Politicians and bureaucrats are different from the rest of us. When everyday folks look at homes, we see our future – a place to live, to raise a family, to retire. It’s an investment that will help us, a safe spot that becomes the centre of our world.

When the politicians and bureaucrats look at those same homes, they see a cash cow to be milked.

How else to explain why new housing in the City of Vancouver is now subject to at least 107 taxes, fees and levies, all of which drive up the cost of housing? Our leaders now tax new condos at a rate of at least 37 per cent, making a condo that costs $294,691 pre-tax come in at $403,809.

At a time when real estate has become the dominant conversation in the Lower Mainland, when a news cycle can’t go by without another big affordability story, the politicians have gotten off nearly scot-free, even as they reach their hands deeper into the housing tax till.

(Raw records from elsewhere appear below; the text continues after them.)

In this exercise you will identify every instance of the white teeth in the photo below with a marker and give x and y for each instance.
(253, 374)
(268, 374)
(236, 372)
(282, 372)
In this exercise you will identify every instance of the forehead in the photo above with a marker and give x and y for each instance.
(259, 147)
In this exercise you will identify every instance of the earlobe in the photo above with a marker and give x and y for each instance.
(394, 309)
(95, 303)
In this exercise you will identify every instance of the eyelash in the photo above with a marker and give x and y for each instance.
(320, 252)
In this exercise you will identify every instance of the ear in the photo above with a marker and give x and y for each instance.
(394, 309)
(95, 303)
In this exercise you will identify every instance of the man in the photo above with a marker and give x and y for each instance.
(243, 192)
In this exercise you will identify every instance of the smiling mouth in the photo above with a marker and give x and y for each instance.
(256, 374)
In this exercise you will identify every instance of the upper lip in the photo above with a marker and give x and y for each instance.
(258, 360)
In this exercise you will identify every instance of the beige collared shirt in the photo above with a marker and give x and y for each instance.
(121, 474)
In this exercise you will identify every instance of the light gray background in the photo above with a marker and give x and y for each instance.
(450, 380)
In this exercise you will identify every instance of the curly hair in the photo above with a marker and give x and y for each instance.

Rather than encourage new housing – thus increasing supply and helping drive down prices – city hall acts like it’s a nuisance to be eradicated. They seem to be trying to tax new housing out of existence.

Meanwhile, too many politicians and bureaucrats act like even more taxes is the solution to affordability problems in the Lower Mainland. Some float speculation taxes and foreign investment taxes and higher taxes on pricier properties.

Everyday taxpayers should be very reluctant to go down that path. Back in 1987, the Property Transfer Tax was brought in as a luxury tax – it applied to just the top 5% of property purchases. Today, it’s a major cost driver in new housing.

Today’s luxury taxes have a way of turning into tomorrow’s everyone taxes. And any increased cost, including higher taxes, makes things more expensive, not cheaper.

There are many causes of housing unaffordability in the Lower Mainland, and many need to be addressed. But politicians should not be allowed to wriggle off the hook for their contributions, and should instead aggressively cut taxes, speed up regulatory processes and help get more supply into the market.